Thanks Prabodh, Yes I can see the spark connect logs in $SPARK_HOME/logs
path. It seems like the spark connect dependency issue. My spark node is
air gapped node so no internet is allowed. Can I download the spark connect
jar and pom files locally and share the local paths? How can I share the
local jars ?
Error message:
:: problems summary ::
:::: WARNINGS
module not found: org.apache.spark#spark-connect_2.12;3.5.1
==== local-m2-cache: tried
file:/root/.m2/repository/org/apache/spark/spark-connect_2.12/3.5.1/spark-connect_2.12-3.5.1.pom
-- artifact
org.apache.spark#spark-connect_2.12;3.5.1!spark-connect_2.12.jar:
file:/root/.m2/repository/org/apache/spark/spark-connect_2.12/3.5.1/spark-connect_2.12-3.5.1.jar
==== local-ivy-cache: tried
/root/.ivy2/local/org.apache.spark/spark-connect_2.12/3.5.1/ivys/ivy.xml
-- artifact
org.apache.spark#spark-connect_2.12;3.5.1!spark-connect_2.12.jar:
/root/.ivy2/local/org.apache.spark/spark-connect_2.12/3.5.1/jars/spark-connect_2.12.jar
==== central: tried
https://repo1.maven.org/maven2/org/apache/spark/spark-connect_2.12/3.5.1/spark-connect_2.12-3.5.1.pom
-- artifact
org.apache.spark#spark-connect_2.12;3.5.1!spark-connect_2.12.jar:
https://repo1.maven.org/maven2/org/apache/spark/spark-connect_2.12/3.5.1/spark-connect_2.12-3.5.1.jar
==== spark-packages: tried
https://repos.spark-packages.org/org/apache/spark/spark-connect_2.12/3.5.1/spark-connect_2.12-3.5.1.pom
-- artifact
org.apache.spark#spark-connect_2.12;3.5.1!spark-connect_2.12.jar:
https://repos.spark-packages.org/org/apache/spark/spark-connect_2.12/3.5.1/spark-connect_2.12-3.5.1.jar
::::::::::::::::::::::::::::::::::::::::::::::
:: UNRESOLVED DEPENDENCIES ::
::::::::::::::::::::::::::::::::::::::::::::::
:: org.apache.spark#spark-connect_2.12;3.5.1: not found
::::::::::::::::::::::::::::::::::::::::::::::
:::: ERRORS
Server access error at url
https://repo1.maven.org/maven2/org/apache/spark/spark-connect_2.12/3.5.1/spark-connect_2.12-3.5.1.pom
(java.net.ConnectException:
Connection timed out (Connection timed out))

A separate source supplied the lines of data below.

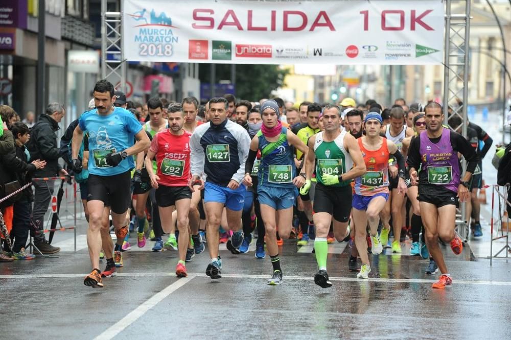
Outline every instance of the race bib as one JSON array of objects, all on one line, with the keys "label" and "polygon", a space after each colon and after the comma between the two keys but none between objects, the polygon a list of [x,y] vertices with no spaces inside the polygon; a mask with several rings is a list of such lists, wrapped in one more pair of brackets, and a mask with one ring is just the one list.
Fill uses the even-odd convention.
[{"label": "race bib", "polygon": [[92,150],[92,157],[94,158],[94,164],[96,167],[111,167],[106,162],[106,155],[113,154],[115,152],[114,149],[109,149],[106,150]]},{"label": "race bib", "polygon": [[182,177],[184,169],[184,161],[164,158],[160,169],[164,175],[175,177]]},{"label": "race bib", "polygon": [[252,167],[252,172],[250,173],[251,176],[257,176],[259,173],[259,164],[260,163],[261,160],[259,159],[256,159],[256,161],[254,162],[254,166]]},{"label": "race bib", "polygon": [[227,144],[213,144],[206,147],[206,157],[211,163],[230,162],[230,154]]},{"label": "race bib", "polygon": [[270,183],[292,183],[291,165],[269,165],[268,181]]},{"label": "race bib", "polygon": [[342,159],[318,159],[318,164],[322,175],[328,174],[338,176],[342,174]]},{"label": "race bib", "polygon": [[476,169],[474,171],[474,173],[472,175],[481,175],[482,172],[481,171],[481,167],[479,166],[479,164],[476,165]]},{"label": "race bib", "polygon": [[428,167],[428,182],[431,184],[447,184],[452,180],[452,166]]},{"label": "race bib", "polygon": [[362,185],[366,186],[380,186],[383,185],[383,171],[368,171],[362,176]]}]

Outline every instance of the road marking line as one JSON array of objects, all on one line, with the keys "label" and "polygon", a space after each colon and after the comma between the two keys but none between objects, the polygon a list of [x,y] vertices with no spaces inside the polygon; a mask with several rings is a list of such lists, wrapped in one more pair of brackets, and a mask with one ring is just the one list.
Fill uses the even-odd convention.
[{"label": "road marking line", "polygon": [[124,330],[128,326],[136,321],[146,312],[156,306],[164,299],[177,289],[189,282],[193,277],[182,278],[170,284],[158,293],[155,294],[149,300],[131,311],[126,316],[117,322],[108,329],[95,338],[95,340],[109,340]]},{"label": "road marking line", "polygon": [[[73,277],[84,277],[87,274],[11,274],[7,275],[0,275],[0,279],[43,279],[43,278],[73,278]],[[176,274],[174,273],[118,273],[116,276],[119,277],[148,277],[148,276],[173,276],[175,277]],[[258,274],[222,274],[222,278],[236,278],[236,279],[267,279],[269,275],[260,275]],[[205,274],[199,273],[189,273],[189,278],[194,277],[209,277]],[[296,276],[291,275],[284,275],[286,280],[313,280],[313,276]],[[395,282],[397,283],[432,283],[436,282],[436,279],[390,279],[387,278],[370,278],[367,280],[362,279],[358,279],[356,277],[330,277],[331,281],[338,281],[343,282]],[[182,281],[184,279],[180,279],[179,281]],[[454,283],[459,284],[476,284],[483,285],[494,285],[494,286],[511,286],[511,282],[500,281],[479,281],[479,280],[456,280],[456,278],[453,280]]]}]

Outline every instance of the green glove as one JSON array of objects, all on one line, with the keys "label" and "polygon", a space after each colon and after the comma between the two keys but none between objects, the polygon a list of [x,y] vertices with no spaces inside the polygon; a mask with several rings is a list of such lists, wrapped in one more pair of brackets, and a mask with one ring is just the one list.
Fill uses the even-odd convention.
[{"label": "green glove", "polygon": [[339,177],[335,175],[323,174],[321,177],[321,180],[325,185],[333,185],[339,183]]},{"label": "green glove", "polygon": [[300,188],[300,195],[304,196],[307,195],[309,190],[311,189],[311,180],[306,180],[305,184]]}]

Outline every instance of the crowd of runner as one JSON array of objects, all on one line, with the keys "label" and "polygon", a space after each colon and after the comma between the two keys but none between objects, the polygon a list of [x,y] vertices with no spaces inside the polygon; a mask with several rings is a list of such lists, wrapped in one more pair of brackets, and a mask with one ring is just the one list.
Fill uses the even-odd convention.
[{"label": "crowd of runner", "polygon": [[[58,125],[65,112],[54,109],[47,113]],[[3,182],[28,183],[50,161],[24,146],[32,130],[15,122],[12,109],[2,105],[0,113]],[[240,254],[250,252],[253,242],[255,257],[267,253],[270,260],[268,284],[279,285],[283,240],[293,238],[298,247],[313,242],[314,282],[323,288],[332,285],[328,245],[344,241],[350,244],[346,264],[358,278],[369,277],[369,254],[406,249],[429,259],[426,274],[439,269],[433,287],[444,288],[452,279],[439,242],[461,253],[455,232],[459,202],[467,203],[473,236],[482,235],[477,194],[481,159],[492,140],[471,122],[462,137],[456,114],[450,115],[448,126],[444,122],[439,104],[408,106],[402,99],[388,108],[374,100],[357,105],[349,98],[338,105],[295,105],[280,98],[237,101],[230,94],[205,105],[193,97],[181,103],[153,98],[136,105],[100,81],[89,110],[63,134],[57,157],[79,184],[88,222],[92,271],[84,283],[103,287],[102,278],[115,275],[134,247],[131,232],[136,247],[150,240],[153,251],[178,251],[180,277],[188,275],[187,262],[204,251],[204,243],[211,258],[205,273],[216,279],[221,277],[220,243]],[[60,166],[55,171],[67,174]],[[34,257],[25,249],[32,192],[29,188],[22,192],[25,199],[0,205],[14,245],[8,249],[4,242],[2,261]],[[59,250],[40,242],[42,252]]]}]

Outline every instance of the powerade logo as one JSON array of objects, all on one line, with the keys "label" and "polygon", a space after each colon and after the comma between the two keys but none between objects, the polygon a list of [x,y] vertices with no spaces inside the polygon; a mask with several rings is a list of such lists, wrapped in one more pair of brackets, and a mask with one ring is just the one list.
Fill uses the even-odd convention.
[{"label": "powerade logo", "polygon": [[412,44],[409,42],[387,41],[386,47],[388,51],[409,51],[412,48]]},{"label": "powerade logo", "polygon": [[423,56],[426,56],[428,54],[431,54],[432,53],[438,52],[440,50],[435,50],[434,48],[432,48],[431,47],[416,44],[415,45],[415,58],[419,58],[419,57],[422,57]]},{"label": "powerade logo", "polygon": [[271,58],[271,45],[236,44],[236,57]]},{"label": "powerade logo", "polygon": [[172,32],[172,29],[178,28],[172,26],[170,16],[164,12],[156,14],[154,9],[148,12],[145,8],[128,15],[136,24],[133,27],[138,28],[138,34],[135,35],[133,42],[138,44],[140,56],[172,55],[173,44],[179,42],[179,37]]},{"label": "powerade logo", "polygon": [[402,58],[410,58],[412,56],[409,53],[385,53],[385,59],[387,60],[397,60]]}]

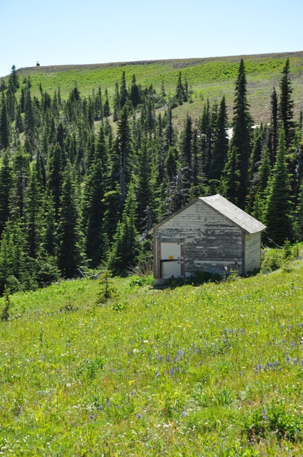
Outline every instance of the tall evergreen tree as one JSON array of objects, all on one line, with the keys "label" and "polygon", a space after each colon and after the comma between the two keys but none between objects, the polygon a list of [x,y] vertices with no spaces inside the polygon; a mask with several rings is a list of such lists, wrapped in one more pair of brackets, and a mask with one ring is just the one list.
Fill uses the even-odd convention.
[{"label": "tall evergreen tree", "polygon": [[237,149],[234,146],[229,148],[227,162],[224,171],[222,193],[224,197],[237,206],[239,206],[239,200],[241,198],[240,192],[241,177],[239,168]]},{"label": "tall evergreen tree", "polygon": [[270,163],[272,166],[275,162],[278,144],[278,101],[275,87],[270,97]]},{"label": "tall evergreen tree", "polygon": [[59,208],[62,186],[62,160],[59,144],[52,145],[48,153],[47,190],[53,195],[56,221],[59,219]]},{"label": "tall evergreen tree", "polygon": [[29,255],[35,259],[38,254],[42,229],[42,193],[35,167],[31,171],[26,214],[26,233]]},{"label": "tall evergreen tree", "polygon": [[290,77],[290,59],[287,58],[282,71],[282,77],[280,83],[280,116],[285,132],[285,144],[288,148],[294,136],[293,108],[292,99],[292,87]]},{"label": "tall evergreen tree", "polygon": [[103,113],[104,117],[109,117],[111,114],[111,110],[109,109],[109,94],[107,92],[107,88],[105,90],[105,102],[104,106],[103,107]]},{"label": "tall evergreen tree", "polygon": [[125,71],[122,72],[121,85],[120,85],[120,107],[123,108],[128,100],[128,93],[126,89],[126,80],[125,78]]},{"label": "tall evergreen tree", "polygon": [[131,183],[127,194],[122,220],[118,224],[109,259],[109,269],[117,273],[123,274],[135,265],[138,252],[136,219],[137,203],[134,186]]},{"label": "tall evergreen tree", "polygon": [[268,183],[268,201],[265,213],[265,235],[270,242],[282,246],[293,238],[291,217],[291,188],[285,162],[285,134],[283,127],[279,132],[279,148],[272,176]]},{"label": "tall evergreen tree", "polygon": [[131,80],[131,93],[129,95],[129,97],[133,104],[133,107],[136,108],[140,103],[140,94],[139,87],[136,81],[135,75],[133,75],[133,78]]},{"label": "tall evergreen tree", "polygon": [[228,151],[227,128],[227,107],[225,97],[223,97],[220,102],[220,107],[214,126],[214,141],[209,171],[209,179],[219,180],[227,161],[227,153]]},{"label": "tall evergreen tree", "polygon": [[10,212],[10,198],[13,185],[13,168],[9,154],[3,156],[0,168],[0,235],[2,233]]},{"label": "tall evergreen tree", "polygon": [[252,119],[247,101],[246,75],[243,60],[241,59],[236,82],[233,119],[233,137],[231,140],[231,150],[234,148],[238,157],[239,189],[238,205],[245,206],[245,198],[248,186],[248,166],[251,151]]},{"label": "tall evergreen tree", "polygon": [[0,150],[6,149],[10,144],[10,123],[6,109],[4,94],[2,93],[2,101],[0,112]]},{"label": "tall evergreen tree", "polygon": [[76,188],[70,162],[65,171],[58,225],[58,266],[65,278],[79,276],[84,263],[84,238]]}]

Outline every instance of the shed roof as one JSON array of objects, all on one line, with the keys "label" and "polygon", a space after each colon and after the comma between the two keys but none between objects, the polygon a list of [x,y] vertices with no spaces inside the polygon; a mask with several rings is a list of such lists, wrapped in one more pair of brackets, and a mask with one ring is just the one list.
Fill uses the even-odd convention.
[{"label": "shed roof", "polygon": [[248,235],[262,232],[266,226],[250,216],[241,208],[231,203],[230,201],[217,193],[210,197],[199,197],[202,200],[214,210],[229,219],[230,221],[238,225]]},{"label": "shed roof", "polygon": [[224,198],[224,197],[222,197],[222,195],[220,195],[218,193],[216,195],[199,197],[199,198],[196,198],[181,210],[179,210],[179,211],[172,214],[170,216],[162,220],[162,222],[160,222],[160,224],[153,227],[149,231],[149,233],[151,233],[155,229],[157,229],[162,224],[165,224],[167,220],[170,220],[182,211],[186,210],[189,206],[191,206],[193,203],[199,200],[206,203],[213,210],[239,227],[248,235],[262,232],[262,230],[264,230],[264,229],[266,228],[265,225],[255,219],[255,217],[253,217],[253,216],[250,216],[249,214],[238,208],[238,206],[236,206],[236,205],[233,205],[233,203],[231,203],[230,201]]}]

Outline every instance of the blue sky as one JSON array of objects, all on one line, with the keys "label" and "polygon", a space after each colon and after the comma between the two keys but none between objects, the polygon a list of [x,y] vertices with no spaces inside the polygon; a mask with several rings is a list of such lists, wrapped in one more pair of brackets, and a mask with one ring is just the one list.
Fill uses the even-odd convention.
[{"label": "blue sky", "polygon": [[0,0],[0,76],[15,65],[303,50],[303,1]]}]

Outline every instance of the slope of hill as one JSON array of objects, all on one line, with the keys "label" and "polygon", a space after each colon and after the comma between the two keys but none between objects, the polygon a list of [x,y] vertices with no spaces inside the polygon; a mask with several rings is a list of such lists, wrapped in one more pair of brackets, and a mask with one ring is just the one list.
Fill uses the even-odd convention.
[{"label": "slope of hill", "polygon": [[270,99],[272,87],[277,89],[281,71],[287,58],[290,61],[290,77],[294,100],[294,118],[303,108],[303,51],[279,54],[232,56],[205,59],[182,59],[118,63],[95,65],[40,66],[20,68],[22,76],[31,76],[32,93],[38,95],[39,84],[53,93],[60,86],[63,97],[77,82],[83,95],[88,95],[100,86],[109,90],[113,97],[116,82],[120,82],[122,71],[131,83],[136,75],[143,85],[153,84],[160,90],[162,81],[167,94],[175,92],[179,72],[186,76],[193,90],[192,103],[187,103],[174,110],[175,123],[182,123],[187,112],[194,118],[201,114],[206,99],[211,103],[226,96],[230,118],[232,115],[234,81],[238,63],[243,58],[247,72],[248,101],[255,124],[270,122]]},{"label": "slope of hill", "polygon": [[302,275],[297,262],[175,290],[116,279],[104,306],[91,280],[11,296],[1,453],[302,455]]}]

Server access error at url
https://repo1.maven.org/maven2/org/apache/spark/spark-connect_2.12/3.5.1/spark-connect_2.12-3.5.1.jar(java.net.ConnectException:
Connection timed out (Connection timed out))
Server access error at url
https://repos.spark-packages.org/org/apache/spark/spark-connect_2.12/3.5.1/spark-connect_2.12-3.5.1.pom
(java.net.ConnectException:
Connection timed out (Connection timed out))
Server access error at url
https://repos.spark-packages.org/org/apache/spark/spark-connect_2.12/3.5.1/spark-connect_2.12-3.5.1.jar(java.net.ConnectException:
Connection timed out (Connection timed out))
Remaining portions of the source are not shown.